Chapter 23 Summary

In the early fall, Jurgis returns to Chicago with fifteen dollars in his pocket. He separates himself from the other tramps because he has money and they do not. On warm nights, Jurgis sleeps outside in any place he can find where he will not be bothered. In bad weather, he finds cheap lodging houses; he knows the fifteen dollars must last him probably two months until he can find a job.

Jurgis returns to the steel mill and the harvester works, but his positions were given to other men long ago. He avoids answering the want ads in the paper, knowing that most of them are scams by people charging money to procure jobs. However, his next job is the result of his answering an ad. When he applies, Jurgis is asked if he has ever worked in Chicago before. He fears that he is still blacklisted, so he says he has not. He says he is an unskilled laborer from Kansas City. He is offered a job digging tunnels for telephone lines. He is to be paid fifteen cents an hour, and he starts immediately. He is puzzled by the wide tunnels and the tracks inside. He learns later that this was in reality a means of avoiding the teamsters’ union—building underground rails to carry material between the factories without hiring teamsters. When it is discovered, it causes a great scandal, but for now Jurgis is happy to be making some money.

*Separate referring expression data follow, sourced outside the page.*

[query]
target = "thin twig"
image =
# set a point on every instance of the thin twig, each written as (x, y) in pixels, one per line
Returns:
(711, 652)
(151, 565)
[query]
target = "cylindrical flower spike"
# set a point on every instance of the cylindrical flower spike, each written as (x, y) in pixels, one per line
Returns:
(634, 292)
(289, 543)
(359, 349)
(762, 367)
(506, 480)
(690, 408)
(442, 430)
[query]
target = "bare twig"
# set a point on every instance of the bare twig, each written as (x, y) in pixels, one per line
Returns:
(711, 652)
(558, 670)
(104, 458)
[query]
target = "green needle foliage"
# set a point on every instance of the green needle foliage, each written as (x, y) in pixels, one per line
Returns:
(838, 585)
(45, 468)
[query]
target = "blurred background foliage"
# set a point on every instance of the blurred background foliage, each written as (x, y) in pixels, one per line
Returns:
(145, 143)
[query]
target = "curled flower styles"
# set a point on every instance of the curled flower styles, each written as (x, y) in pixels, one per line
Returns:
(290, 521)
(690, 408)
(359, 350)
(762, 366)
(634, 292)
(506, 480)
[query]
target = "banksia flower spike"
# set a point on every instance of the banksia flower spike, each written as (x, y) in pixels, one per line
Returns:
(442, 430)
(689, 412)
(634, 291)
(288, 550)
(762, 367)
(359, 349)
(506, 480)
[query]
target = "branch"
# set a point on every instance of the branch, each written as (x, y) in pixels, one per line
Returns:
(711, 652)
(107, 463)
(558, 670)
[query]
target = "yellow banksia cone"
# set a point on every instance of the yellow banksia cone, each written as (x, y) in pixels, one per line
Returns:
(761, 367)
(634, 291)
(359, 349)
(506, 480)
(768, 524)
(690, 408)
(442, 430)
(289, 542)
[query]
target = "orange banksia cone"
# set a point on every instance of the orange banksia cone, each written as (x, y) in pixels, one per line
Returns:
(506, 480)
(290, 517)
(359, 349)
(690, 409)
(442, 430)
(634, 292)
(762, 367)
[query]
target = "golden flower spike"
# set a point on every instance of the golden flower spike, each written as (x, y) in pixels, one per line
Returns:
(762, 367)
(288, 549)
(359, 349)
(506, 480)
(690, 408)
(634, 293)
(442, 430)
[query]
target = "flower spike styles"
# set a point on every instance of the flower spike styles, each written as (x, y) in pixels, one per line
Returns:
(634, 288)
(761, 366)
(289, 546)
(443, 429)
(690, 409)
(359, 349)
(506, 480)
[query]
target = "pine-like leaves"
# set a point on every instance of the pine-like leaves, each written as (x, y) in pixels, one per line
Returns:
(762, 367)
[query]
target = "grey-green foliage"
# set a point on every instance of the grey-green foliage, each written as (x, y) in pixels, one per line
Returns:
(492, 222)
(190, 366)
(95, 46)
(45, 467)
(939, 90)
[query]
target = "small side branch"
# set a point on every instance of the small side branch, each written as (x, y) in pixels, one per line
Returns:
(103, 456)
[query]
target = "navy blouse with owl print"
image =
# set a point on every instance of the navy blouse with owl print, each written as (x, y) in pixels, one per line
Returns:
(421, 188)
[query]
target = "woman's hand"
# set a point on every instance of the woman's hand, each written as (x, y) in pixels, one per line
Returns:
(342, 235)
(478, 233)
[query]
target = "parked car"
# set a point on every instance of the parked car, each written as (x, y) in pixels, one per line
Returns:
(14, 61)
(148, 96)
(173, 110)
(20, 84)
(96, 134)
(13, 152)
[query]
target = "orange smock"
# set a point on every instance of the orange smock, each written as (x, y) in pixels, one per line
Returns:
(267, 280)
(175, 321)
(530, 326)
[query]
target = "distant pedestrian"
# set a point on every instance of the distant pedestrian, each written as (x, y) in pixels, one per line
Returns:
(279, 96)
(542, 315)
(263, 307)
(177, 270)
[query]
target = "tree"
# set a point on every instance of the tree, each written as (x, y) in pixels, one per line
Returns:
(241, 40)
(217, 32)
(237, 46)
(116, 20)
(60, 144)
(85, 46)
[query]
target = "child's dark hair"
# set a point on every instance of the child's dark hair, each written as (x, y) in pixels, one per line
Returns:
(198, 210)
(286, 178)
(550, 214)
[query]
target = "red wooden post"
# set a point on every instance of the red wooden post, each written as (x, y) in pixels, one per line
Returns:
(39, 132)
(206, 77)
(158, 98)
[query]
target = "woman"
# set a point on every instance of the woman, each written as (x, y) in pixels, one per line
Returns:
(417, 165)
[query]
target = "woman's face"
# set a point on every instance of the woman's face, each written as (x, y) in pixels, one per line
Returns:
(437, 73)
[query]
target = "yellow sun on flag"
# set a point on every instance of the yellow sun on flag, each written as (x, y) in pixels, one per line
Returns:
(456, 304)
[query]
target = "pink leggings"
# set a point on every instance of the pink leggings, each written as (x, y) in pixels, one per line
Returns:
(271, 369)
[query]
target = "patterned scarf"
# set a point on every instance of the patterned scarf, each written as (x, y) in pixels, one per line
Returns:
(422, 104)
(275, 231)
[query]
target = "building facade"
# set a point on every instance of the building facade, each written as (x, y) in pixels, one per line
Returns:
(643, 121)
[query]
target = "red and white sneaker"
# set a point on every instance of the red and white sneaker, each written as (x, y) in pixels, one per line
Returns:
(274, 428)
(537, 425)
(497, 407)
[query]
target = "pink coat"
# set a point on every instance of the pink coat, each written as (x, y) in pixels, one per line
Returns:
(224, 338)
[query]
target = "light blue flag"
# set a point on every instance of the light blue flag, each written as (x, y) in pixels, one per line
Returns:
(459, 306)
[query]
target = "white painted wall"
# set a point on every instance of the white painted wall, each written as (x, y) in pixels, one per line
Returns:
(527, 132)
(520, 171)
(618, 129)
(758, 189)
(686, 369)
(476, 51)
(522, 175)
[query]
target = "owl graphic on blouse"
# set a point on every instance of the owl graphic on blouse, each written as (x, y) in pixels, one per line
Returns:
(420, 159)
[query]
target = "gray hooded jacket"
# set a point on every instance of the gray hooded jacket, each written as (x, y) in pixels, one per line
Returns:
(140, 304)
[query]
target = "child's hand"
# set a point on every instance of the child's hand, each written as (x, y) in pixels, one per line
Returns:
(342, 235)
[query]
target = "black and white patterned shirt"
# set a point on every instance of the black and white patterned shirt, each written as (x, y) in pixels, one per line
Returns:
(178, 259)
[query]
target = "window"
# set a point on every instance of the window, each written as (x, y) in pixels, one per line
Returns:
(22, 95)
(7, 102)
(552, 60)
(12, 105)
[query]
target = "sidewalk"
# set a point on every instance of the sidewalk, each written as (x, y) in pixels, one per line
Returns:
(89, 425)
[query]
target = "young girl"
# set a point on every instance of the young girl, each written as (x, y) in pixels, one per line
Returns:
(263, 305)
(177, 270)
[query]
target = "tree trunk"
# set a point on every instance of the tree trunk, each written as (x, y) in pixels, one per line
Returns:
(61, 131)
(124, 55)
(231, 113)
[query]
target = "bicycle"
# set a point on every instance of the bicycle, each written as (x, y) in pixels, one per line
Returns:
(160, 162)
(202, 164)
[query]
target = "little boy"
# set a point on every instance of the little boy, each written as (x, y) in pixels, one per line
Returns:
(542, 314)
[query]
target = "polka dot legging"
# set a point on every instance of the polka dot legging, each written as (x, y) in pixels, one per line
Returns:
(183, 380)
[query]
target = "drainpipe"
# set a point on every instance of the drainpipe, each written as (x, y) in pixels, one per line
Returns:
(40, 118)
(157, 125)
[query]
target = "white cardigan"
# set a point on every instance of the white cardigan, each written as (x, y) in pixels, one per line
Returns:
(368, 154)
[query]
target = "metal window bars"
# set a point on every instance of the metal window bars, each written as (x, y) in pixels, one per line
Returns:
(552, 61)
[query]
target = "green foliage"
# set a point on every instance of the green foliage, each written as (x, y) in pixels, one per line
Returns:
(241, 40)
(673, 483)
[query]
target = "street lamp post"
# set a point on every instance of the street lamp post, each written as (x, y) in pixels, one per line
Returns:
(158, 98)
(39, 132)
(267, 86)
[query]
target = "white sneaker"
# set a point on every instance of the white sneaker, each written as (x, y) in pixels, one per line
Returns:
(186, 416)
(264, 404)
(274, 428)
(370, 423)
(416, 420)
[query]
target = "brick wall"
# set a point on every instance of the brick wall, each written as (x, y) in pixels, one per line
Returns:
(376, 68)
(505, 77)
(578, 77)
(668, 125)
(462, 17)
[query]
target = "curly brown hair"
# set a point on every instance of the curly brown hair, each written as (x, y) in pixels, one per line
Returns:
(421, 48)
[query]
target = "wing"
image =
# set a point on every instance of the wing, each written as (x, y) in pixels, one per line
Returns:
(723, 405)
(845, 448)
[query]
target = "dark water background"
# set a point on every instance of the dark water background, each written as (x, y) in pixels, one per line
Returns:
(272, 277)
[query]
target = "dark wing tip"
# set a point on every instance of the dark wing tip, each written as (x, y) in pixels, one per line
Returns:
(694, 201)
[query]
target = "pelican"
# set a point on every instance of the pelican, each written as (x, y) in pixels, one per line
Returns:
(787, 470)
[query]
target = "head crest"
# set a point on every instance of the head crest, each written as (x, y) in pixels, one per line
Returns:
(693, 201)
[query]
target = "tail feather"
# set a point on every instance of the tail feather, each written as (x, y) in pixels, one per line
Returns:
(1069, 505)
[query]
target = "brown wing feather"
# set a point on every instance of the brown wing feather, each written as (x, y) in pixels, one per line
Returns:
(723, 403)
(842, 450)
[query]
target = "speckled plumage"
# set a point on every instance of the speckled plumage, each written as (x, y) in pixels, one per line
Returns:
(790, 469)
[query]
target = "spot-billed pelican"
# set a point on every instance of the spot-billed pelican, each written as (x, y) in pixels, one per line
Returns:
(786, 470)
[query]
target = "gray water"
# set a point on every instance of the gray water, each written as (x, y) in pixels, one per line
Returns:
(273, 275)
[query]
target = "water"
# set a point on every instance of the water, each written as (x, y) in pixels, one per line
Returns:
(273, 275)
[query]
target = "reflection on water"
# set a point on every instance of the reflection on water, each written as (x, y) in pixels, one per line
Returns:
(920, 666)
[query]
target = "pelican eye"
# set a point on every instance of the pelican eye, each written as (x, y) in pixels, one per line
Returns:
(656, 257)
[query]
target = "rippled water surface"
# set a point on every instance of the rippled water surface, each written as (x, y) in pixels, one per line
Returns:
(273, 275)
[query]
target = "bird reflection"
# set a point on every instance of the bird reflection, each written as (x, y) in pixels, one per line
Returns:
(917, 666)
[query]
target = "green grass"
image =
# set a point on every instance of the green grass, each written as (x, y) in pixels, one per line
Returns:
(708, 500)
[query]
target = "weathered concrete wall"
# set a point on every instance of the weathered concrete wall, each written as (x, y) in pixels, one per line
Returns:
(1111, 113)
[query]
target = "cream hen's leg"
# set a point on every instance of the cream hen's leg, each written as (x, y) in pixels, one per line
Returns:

He continues to live cheaply until he is injured when a loaded car slams into his shoulder. He is carried by ambulance to the hospital, where his arm is set. He stays there two weeks over Christmas, which is the best holiday he has spent in America. When he is released from the hospital, he returns to his boarding house to find that the landlady has rented his room and has no more available. He is still too weak to return to work, so he pawns his digging tools. He goes to a revival meeting but feels contemptuous of the evangelists who speak of sin and suffering without ever having to really suffer.

It is now January 1904 and the beginning of a severe recession. Many factories are closing down, putting thousands of men out of work. Jurgis wanders from saloon to saloon, telling his pitiful story in hopes of getting some money. However, there are so many beggars who fake an injury or hard-luck story that the deserving poor have no chance.